The current MQTT solution would mean too much upload and download.
The audio port feature seems like a better solution, where there is a direct connection between the plugins.

Sorry Michael but I’m confuzzed again :frowning: Are you meaning that the satellites are part of the Base station ? And that the satellite’s Audio Output can be a streaming audio service ?
I was thinking that Rhasspy GUI should be a separate web server running in its own container, and uses API calls to Base and Satellite processes.

Looking at the recent posts on this forum, many are people struggling to configure their Base + Satellite rhasspy.
Moreover I realise that I often struggle to help because they only give the Base part of their configuration … as though they expect all the configuration to be in one place.
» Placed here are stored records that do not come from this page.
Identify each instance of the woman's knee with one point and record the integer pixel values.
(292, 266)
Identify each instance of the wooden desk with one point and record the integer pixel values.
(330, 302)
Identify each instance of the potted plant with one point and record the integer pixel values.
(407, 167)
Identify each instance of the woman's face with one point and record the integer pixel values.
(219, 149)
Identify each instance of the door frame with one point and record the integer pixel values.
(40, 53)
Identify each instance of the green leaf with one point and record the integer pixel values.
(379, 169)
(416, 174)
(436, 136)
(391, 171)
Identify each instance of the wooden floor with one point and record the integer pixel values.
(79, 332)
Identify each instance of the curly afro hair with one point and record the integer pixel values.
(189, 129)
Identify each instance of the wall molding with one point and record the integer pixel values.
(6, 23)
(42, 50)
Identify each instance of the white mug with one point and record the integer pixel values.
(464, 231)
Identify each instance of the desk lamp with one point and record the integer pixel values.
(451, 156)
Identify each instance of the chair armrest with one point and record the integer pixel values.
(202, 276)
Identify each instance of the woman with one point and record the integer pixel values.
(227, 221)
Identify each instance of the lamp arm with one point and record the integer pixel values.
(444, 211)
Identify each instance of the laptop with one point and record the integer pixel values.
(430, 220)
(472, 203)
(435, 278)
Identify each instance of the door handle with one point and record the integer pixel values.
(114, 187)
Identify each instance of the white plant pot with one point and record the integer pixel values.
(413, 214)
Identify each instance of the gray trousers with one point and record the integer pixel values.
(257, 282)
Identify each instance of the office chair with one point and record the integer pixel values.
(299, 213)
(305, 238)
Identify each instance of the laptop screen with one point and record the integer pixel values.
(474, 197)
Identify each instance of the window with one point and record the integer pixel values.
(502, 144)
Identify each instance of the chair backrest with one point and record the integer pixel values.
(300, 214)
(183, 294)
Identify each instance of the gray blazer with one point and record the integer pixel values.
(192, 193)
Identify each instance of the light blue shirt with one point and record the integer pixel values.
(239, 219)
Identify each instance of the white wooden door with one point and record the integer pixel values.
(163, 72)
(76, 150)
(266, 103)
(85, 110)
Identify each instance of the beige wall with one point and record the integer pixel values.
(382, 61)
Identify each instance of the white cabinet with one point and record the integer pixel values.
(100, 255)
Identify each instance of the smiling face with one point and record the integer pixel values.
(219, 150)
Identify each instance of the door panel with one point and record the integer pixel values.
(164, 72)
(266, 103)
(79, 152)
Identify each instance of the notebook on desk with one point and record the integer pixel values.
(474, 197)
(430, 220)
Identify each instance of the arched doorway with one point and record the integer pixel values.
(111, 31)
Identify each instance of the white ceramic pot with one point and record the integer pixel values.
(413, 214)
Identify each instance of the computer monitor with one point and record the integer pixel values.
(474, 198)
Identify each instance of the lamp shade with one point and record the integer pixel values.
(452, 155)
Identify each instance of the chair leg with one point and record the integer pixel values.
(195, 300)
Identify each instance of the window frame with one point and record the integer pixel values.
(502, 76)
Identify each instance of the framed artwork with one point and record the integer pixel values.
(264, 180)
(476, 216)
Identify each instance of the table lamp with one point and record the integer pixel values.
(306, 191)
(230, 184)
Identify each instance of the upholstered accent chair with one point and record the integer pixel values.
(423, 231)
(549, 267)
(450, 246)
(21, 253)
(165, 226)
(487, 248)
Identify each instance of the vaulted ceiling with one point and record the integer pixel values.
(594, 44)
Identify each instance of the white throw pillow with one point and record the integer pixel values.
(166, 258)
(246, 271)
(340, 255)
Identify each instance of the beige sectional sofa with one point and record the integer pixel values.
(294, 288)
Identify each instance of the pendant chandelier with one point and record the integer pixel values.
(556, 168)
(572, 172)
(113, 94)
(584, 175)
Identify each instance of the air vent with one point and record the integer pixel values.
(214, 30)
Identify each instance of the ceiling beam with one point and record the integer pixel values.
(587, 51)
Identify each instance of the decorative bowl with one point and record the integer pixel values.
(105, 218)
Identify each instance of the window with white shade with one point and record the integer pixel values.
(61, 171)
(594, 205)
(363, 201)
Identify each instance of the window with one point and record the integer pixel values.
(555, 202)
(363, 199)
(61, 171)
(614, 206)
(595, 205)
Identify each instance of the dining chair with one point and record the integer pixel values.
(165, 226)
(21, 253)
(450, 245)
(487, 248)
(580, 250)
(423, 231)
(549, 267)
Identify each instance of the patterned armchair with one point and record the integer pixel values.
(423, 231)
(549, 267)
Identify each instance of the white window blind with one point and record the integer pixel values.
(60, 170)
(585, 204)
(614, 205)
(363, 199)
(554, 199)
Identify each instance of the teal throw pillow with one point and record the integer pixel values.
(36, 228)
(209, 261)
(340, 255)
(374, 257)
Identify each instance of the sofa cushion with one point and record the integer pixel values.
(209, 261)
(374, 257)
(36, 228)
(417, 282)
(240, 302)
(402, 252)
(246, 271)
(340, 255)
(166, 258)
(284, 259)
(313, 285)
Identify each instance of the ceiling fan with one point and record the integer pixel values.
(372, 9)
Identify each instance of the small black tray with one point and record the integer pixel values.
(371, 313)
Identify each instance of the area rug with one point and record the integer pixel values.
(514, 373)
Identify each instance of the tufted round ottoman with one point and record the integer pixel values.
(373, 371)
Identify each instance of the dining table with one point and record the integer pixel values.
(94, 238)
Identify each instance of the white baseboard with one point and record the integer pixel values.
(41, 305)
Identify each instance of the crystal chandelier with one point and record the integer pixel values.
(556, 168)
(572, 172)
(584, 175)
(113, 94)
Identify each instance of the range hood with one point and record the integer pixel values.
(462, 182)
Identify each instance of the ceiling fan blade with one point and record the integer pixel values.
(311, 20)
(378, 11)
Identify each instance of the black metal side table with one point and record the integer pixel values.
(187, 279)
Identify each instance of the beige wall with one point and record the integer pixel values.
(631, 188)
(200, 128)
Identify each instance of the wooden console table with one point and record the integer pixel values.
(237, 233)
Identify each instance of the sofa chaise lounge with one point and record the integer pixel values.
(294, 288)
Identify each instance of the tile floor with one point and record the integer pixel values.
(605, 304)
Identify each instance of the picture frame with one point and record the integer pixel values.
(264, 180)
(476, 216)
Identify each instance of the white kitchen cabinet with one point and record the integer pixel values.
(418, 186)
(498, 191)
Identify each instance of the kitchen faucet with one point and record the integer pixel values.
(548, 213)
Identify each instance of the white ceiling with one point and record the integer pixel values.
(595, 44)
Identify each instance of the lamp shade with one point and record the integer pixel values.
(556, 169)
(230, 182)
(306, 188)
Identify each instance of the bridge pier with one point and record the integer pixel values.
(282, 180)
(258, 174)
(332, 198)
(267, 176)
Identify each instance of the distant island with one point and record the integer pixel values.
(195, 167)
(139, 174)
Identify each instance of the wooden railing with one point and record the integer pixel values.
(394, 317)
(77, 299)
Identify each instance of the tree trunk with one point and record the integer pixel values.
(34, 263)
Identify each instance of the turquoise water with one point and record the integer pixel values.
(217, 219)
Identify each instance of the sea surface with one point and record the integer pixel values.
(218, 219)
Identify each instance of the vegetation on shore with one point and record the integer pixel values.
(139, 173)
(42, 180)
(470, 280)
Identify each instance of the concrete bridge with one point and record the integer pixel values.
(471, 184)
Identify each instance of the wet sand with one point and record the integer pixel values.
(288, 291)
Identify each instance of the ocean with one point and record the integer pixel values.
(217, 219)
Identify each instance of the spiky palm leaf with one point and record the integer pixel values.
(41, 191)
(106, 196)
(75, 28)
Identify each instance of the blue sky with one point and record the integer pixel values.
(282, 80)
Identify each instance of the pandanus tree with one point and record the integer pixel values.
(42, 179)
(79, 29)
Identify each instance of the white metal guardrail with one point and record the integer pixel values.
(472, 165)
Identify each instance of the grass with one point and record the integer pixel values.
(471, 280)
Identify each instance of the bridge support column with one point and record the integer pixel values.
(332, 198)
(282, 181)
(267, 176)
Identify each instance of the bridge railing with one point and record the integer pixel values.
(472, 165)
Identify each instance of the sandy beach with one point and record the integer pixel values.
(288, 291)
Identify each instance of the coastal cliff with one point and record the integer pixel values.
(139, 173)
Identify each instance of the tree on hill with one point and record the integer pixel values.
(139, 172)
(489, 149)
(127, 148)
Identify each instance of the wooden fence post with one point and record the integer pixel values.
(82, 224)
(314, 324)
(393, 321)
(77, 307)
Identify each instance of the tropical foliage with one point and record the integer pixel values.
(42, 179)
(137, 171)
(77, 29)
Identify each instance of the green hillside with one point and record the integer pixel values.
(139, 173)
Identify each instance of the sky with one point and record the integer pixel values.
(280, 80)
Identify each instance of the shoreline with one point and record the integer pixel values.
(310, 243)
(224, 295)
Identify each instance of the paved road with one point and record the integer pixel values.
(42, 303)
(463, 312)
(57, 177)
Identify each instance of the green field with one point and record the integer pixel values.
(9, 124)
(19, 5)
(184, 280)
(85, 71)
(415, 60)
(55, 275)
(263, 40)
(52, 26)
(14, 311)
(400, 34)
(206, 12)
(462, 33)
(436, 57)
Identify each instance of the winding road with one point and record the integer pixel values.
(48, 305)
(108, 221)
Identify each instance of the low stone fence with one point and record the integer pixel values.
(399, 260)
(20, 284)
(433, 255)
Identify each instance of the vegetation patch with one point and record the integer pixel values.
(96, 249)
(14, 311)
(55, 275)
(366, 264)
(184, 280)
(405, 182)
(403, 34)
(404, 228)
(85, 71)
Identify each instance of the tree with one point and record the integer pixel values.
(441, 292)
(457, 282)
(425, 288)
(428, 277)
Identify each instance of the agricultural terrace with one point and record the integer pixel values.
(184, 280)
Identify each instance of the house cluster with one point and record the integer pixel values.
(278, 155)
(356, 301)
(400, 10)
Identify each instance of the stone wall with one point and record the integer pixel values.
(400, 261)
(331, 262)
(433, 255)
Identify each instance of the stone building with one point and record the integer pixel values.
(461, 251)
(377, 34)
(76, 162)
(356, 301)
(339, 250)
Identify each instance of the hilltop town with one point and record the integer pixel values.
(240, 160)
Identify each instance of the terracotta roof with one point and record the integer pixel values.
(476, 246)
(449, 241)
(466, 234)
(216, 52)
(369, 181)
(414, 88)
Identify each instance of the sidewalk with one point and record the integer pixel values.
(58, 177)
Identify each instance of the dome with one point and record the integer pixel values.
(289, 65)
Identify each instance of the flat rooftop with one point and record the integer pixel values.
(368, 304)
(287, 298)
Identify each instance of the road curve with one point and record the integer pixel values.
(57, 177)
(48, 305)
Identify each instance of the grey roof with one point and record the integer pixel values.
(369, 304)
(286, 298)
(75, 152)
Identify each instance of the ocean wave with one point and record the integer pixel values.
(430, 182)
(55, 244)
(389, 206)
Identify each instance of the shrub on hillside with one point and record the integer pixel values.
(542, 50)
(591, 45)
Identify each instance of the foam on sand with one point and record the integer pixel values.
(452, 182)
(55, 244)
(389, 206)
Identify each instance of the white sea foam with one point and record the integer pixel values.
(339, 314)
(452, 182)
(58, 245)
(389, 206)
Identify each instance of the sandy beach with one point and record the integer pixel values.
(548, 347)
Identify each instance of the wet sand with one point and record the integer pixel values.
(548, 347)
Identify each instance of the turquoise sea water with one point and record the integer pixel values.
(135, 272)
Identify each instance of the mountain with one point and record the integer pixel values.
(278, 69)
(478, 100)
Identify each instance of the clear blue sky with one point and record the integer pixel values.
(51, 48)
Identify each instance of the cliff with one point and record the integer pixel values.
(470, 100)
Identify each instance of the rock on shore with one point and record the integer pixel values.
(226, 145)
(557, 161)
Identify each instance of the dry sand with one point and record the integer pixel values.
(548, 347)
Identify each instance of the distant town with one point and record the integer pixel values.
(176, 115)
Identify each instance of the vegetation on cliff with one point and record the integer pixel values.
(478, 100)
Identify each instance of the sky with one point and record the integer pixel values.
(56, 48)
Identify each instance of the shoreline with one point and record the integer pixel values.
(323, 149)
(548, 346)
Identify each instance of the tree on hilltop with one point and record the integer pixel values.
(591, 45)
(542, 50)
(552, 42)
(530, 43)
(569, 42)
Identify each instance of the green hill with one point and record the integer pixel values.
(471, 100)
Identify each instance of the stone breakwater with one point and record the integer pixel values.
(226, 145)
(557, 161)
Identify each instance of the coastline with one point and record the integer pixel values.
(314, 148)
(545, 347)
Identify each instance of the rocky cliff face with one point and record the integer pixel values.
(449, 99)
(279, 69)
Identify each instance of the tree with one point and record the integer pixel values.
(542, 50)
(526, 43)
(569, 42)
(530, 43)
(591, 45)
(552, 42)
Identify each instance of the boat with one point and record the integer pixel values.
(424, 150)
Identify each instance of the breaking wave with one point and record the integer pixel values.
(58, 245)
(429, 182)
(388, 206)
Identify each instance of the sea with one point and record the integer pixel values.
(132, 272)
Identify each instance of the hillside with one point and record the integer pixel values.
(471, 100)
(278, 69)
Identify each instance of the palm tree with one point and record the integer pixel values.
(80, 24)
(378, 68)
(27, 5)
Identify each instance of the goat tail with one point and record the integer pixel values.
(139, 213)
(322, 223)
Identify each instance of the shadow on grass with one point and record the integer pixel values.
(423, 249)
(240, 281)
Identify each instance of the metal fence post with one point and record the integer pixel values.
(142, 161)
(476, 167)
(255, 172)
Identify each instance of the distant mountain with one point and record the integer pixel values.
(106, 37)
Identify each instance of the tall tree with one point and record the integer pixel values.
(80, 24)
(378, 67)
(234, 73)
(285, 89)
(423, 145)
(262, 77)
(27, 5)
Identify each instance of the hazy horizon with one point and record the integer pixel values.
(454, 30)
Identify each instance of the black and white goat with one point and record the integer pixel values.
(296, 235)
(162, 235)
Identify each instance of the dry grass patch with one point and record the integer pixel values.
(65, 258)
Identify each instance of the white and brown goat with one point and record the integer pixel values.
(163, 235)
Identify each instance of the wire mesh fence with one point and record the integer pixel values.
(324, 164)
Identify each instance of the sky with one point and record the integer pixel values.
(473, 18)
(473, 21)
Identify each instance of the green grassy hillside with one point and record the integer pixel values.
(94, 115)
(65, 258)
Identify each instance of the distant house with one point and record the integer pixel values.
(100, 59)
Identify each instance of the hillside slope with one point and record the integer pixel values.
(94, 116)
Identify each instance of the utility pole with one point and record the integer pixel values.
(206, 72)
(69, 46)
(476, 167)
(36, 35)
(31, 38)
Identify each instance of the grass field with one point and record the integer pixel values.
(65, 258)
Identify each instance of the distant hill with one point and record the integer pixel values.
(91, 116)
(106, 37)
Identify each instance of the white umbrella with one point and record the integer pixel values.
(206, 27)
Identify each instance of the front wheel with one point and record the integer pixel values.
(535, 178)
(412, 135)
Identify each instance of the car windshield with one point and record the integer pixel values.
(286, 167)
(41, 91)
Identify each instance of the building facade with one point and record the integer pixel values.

I guess using the same UI can also add to confusion for new users.

I note that you have previously suggested auto-discovery of Satellite units, which I assume implies that they be controlled (or at least configured) centrally. I can see that it would be easy to provide a simplified HA Rhasspy Junior user interface using multiple tabs (as suggested here) for Base and each Satellite since only limited options would be provided for each unit.

In theory one web UI for Rhasspy 2.5 or v3 could also use device discovery and call Satellite API routines to provide remote configuration - though all the extra options will make the UI more confusing. I guess there’s not much point going down this path until we see what v3 brings ?

This is my first post and hopefully it’s in the right place.

With the changes coming to v3 is something like the ESP32-S3-BOX-LITE a good option for satellite hardware?

I have a dedicated server room with a TureNas Scale server that has tons of compute (AMD EPYC, as well as Tesla cards for acceleration) that can be used to run the main Rhasspy app on.

I’m not sure what kinda hardware is best for satellite nodes in each room though. My house currently has 10 Google home devices. Some are low end mini’s while others are dual speaker setups for music.

With hardware becoming more affordable I’m curious on what will end up being the best hardware for 2023.

As are we all :frowning:

Google and amazon have put lots of money into developing their own excellent hardware devices - which are locked to use their cloud service.

Raspberry Pi with reSpeaker 2-mic HAT seems to have been the most popular non-proprietary option - not because it is particularly wonderful, but because they were cheap, readily available and easy to program. Then came covid, and chip shortages :sob: There is also the fact that (despite having 2 mics in hardware) neither the driver or Rhasspy provides any of the Digital Signal Processing (DSP) to take advantage of both mics on the reSpeakers.

I know that some forum members are already using S3 devices as satellites. I understand that the ESP32-S3 will be particularly suitable with some AI capability built in; and up in message #17 above @synesthesiam suggested that ESP32-LyraT could be a go. It will of course be very dependant on getting the software. My fingers are still crossed.

As for Rhasspy v3, Michael hasn’t let anything slip, so far.